Social isolation was not easy at first. We weren’t prepared for it. Now, one year later, we’ve grown accustomed to a lack of physical human interaction.
I have heard from people all over the world, distressed that they are unable to meet people every day, to interact and to have mundane conversations. But NOW I am hearing even stranger – and scarier – messages. Many have come to prefer a life with limited interactions. How do we venture back to in-person social interactions?
How to Transition Back to Face-to-Face Social Interactions
Introverts and extroverts alike are now expressing trepidation at transitioning back to ‘normal’ social interactions. I believe that returning to socializing, especially indoors, will lead to social anxiety for many people. Those of us living in colder climates, with a more limited outdoor social exposure, may find it even harder.
Transitioning Back to Social Interactions is Not Going to be Easy
In our herculean effort to save ourselves and loved ones from death, we have given up our freedoms and activities and put our lives on hold. This has not come without cost. In an effort just to survive, we have lost subtle nuances including reading the room to interpret energy, facial expressions, body language and tone.
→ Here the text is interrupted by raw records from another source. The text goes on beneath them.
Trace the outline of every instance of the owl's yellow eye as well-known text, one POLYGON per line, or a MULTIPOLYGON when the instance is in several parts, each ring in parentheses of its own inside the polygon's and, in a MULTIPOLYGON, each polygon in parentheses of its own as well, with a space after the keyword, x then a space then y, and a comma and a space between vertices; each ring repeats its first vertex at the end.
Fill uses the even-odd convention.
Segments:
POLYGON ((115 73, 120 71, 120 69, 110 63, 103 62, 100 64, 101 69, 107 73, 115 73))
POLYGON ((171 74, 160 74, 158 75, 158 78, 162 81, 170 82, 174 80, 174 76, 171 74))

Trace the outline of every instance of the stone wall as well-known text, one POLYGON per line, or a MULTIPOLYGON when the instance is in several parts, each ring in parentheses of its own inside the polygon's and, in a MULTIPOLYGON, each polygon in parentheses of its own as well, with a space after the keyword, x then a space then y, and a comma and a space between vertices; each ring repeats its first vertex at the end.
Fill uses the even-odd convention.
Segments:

Social interactions are going to be weird at first as we try to unlearn a skill we have come to master – being socially distanced aficionados. No longer can we hide behind screens, or turn off a screen when we lost interest. How do we strike up a conversation or fein interest without looking awkward – both mentally and physically?
It’s Time to Practice Social Interaction Skills
As we transition back to ‘normal’ life, it is time to remember and refresh the social skills we have been learning since childhood. It seems funny that we need to learn the skill of communicating again. Didn’t we learn this in kindergarten?
It may feel like a hassle, or a task, but it is now time to transition back to physical interactions. It may feel natural at times, and so awkward at others, but at least all of us are in the same boat.
Let’s Sharpen our Rusty Social Skills
It’s time to address our fears and build our social resiliency again
1. Take a gradual approach – ease back into socializing slowly and keep your expectations low. Millions of Americans are getting vaccinated against COVID-19 each day. The writing is on the wall, we will be returning to “normalcy” soon. But for many, returning to previous activities will feel daunting. If 5 activities in a month feels too much, do only 2. Make sure it is enjoyable.
2. Build in a reward system – Just as you might opt for a new haircut or get a manicure after losing 5 pounds, give yourself a reward for each time you call or walk with a friend.
3. Treat yourself and others with kindness and respect – All of us have a different threshold of comfort. Practice modifying your tone and energy to come across as calm, quiet, polite, lighthearted, relaxed, chatty, non-confrontational, cautious, respectful, thoughtful, detached, curious, dulcet, soothing, earnest, light, breezy, gentle.
Each of us will need to prepare our return to society based on what feels comfortable. What is ‘right’ for your friend may not hold true for you. That is fine and, well, human. What we all share, however, is the need for kindness, willingness and determination to pull out of this pandemic better than before.